Tuesday, November 04, 2014

One more for the road.



Eve Tushnet posts a sort of summation of day two of the Gay in Christ colloquium...

I'm told there were about 75 people in attendance - which may explain the lack of coverage.  I seriously thought there would be a bigger crowd.  One friend told me he believed a key element in the conference might be summed up in this phrase,  "rehabilitating the Church's concept of 'eros'".  Eve Tushnet would probably disagree - she concluded her post on day 2 saying:
Overall: I initially walked away thinking we’d advanced the ball a lot on pastoral care, but very little on theology. Having mulled and discussed things a little, I’m less negative about our attempts to trace an orthodox Catholic theology which isn’t anti-gay. And anyway the more creatively, personally, and humbly we approach pastoral care, the more likely we are to understand the theology, since we understand the faith by living it. - Eve Tushnet
I think I had to be there in order to comment on the speakers.

It's a strange life they've chosen.

Gay-celibacy as a vocation?  I see it as a state in life.  Celibacy - not gay.  Gay is a condition.

That said, imagine getting up every day, and going to bed at night saying to yourself, "I'm gay", or "I'm lonely", or "I'm misunderstood"?  I think the focus is 'off'.

I found it interesting that the only religious speaker there brought up L'Arche - a community for disabled persons founded by Jean Vanier.  I love Jean Vanier very much - his spirituality is pure Gospel, deeply Catholic.  It is very much like today's Gospel, where the servants go out into the hedgerows and byways to collect the blind and the crippled to come into the Church.  It is also a very Franciscan concept - as in Pope Francis.  I get that.  That's what the Christian life is.  It's like Madeleine Delbrel, who would be a very good prototype for any effort in evangelization of gay people, BTW.

I still don't get the Spiritual Friendship - Gay in Christ stuff.  Unless it really is about disability... Nah!  They definitely don't think so.

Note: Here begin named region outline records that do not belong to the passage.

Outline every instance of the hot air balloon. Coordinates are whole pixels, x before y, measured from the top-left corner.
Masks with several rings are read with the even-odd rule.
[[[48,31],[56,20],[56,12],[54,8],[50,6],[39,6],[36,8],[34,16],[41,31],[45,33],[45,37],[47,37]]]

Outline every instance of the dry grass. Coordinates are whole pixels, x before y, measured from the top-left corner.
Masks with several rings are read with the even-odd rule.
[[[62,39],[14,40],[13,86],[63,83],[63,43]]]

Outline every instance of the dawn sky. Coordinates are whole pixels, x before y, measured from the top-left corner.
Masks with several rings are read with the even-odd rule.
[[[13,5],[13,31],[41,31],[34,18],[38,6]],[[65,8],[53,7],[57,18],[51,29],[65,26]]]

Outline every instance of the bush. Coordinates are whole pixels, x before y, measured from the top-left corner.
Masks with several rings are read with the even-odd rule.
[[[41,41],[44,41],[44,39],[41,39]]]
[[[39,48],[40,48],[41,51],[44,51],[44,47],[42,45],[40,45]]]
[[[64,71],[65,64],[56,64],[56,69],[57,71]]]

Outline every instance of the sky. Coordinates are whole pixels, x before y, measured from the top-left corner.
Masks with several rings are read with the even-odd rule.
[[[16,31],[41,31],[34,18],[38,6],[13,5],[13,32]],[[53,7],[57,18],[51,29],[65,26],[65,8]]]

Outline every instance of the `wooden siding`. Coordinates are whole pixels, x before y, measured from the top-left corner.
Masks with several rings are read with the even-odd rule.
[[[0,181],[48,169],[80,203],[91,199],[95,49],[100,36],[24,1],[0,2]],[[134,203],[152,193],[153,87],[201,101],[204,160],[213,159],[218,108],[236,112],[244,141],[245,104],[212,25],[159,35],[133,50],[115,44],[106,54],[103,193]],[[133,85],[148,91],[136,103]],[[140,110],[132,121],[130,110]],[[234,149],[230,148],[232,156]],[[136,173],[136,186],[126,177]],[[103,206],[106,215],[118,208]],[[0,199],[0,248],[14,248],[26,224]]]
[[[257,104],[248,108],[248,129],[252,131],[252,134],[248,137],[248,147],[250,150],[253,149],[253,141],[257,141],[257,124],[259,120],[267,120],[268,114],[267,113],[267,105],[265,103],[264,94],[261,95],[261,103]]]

Good patrons for these folks would be Madeleine Delbrel, Dorothy Day, and Jean Vanier - as well as Therese of Lisieux.  I like this thought from the life of Therese:
"To help me accept a humiliation, she once confided to me: 'If I had not been accepted in Carmel, I would have entered a Refuge (for fallen women) and lived out my days there, unknown and despised among the poor penitents. I would have been happy to be taken as one of them, and would have become an apostle among them, telling them what I thought of God's mercy.'" - Therese By Those Who Knew Her
That I get.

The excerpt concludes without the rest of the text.